Yeni romanı İstanbul Cinayeti

Elimde telefon, karşımda Yaşar Kemal, zihnim o an camideki tanışmamıza gidip gelince ne yapıyorsun sorusuna incitmeyecek bir yanıt aradım. Yaşar abi’nin sorduğu yeni bir edebiyat eleştirisi yazıp yazmadığımdı. Yer Demir Gök Bakır, İnce Memed, Bir Ada Hikayesi benim Yaşar Kemal’e dair Notos ve gazetelerin kitap eklerinde yazdığım analizlerdi. Hepsini okumuş, ardından da bana ya mesaj gönderip ya da arayıp teşekkür etmişti. Yaşar Kemal’in 80’li yaşlarının ortasından itibaren gördüğüm yazarın, aynı zamanda romancı olmak isteyen şimdilik eleştirmene nazik geri dönüşü, maalesef pek çok genç ve çok satan yazar hakkındaki eleştirilerime gelen suskunluğun hüznünü yok eden ulu yağmurlar gibiydi. Yaşar Kemal’in imbiklerden süzülmüş insanlığının derinliğinden gelen ilgisi ve sevgisi, vahşi edebiyat dünyasında bende açılan yaraları kapatan merhem olmuştu. Ve ben 2004’ten 2009’a kadar çalışarak Yaşar Kemal’e özendiği için yazar olmuş, fakat Yaşar Kemal’in de çok yakın dostu olan Çetin Altan gibi yazan bir karakterin polisiye romanını yazmıştım. Ama romanı yayınlatacak yer bulamıyordum. Son bir çabayla birkaç gün önce bir yayıncıya gitmiştim ve romanı değerlendirilsin diye teslim etmiştim. Zihnim bana yine bir oyun oynayıp, Yaşar abi’nin bu durumu öğrenerek, beni aradığını kurdu. Sonra yanıt vermeyi çok uzattığımı anlayıp şunları dedim:

“Yaşar abi. Bu aralar edebiyat eleştirisi pek yazmıyorum. Ama siz yeni bir roman yazarsanız, pekala yazarım…”

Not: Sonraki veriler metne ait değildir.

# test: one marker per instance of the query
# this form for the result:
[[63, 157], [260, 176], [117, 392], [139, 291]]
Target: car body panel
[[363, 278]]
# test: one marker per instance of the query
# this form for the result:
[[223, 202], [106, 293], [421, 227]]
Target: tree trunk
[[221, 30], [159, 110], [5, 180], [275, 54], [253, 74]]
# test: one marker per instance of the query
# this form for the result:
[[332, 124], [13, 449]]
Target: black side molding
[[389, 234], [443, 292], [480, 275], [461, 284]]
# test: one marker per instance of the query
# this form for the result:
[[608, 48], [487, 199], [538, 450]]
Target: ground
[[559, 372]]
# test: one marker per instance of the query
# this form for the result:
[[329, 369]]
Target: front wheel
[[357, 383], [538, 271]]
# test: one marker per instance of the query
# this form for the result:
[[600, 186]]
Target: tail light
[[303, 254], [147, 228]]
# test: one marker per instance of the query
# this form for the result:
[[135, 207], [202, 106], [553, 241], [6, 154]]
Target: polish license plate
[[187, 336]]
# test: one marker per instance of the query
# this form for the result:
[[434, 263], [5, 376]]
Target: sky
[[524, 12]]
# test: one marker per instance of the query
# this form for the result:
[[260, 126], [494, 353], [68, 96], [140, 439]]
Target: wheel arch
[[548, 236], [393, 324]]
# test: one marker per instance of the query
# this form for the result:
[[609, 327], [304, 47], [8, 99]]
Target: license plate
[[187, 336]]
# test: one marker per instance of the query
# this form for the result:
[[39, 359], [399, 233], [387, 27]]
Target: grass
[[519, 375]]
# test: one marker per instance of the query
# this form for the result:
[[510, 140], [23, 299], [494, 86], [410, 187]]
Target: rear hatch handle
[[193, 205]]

Bir gök gürültüsü daha patladı. Ben de güldüm…

“Ben İstanbul’da geçen bir cinayet romanı yazıyorum. Sonra Demirciler Çarşısı Cinayeti’nin de devamını yazacağım…” dedi Yaşar abi…

Türkiye’nin yaşayan en büyük yazarı, 33 yaşındaki genç bir romancı adayı ve kimsenin pek iplemediği bir edebiyat eleştirmenini arayıp, yeni yazacağı romanların hayalini anlatıyordu. Ve ben bunların saniyesini bile kaçırmak istemeden zihnime kaydetmeye çabalıyordum.

“Aa, sahi mi Yaşar abi. Benim roman da İstanbul’da geçen cinayetleri anlatıyor. Siz de varsınız içinde…”

“Beni mi öldürdün?” diye gülerek sordu.

“Yok yok, siz ölmediniz. Sizin Cumhuriyet Gazetesi’nde çalıştığınız dönem var, onu yazdım…”

“Ben orada on beş sene çalıştım. Röportajlar yaptım. Sonra kitapta topladım onları. Gazetede insanı gördüm. Hayat böyle mesleklerde görülür…”

“Biliyorum, yani evet ben de biraz şahit oldum…”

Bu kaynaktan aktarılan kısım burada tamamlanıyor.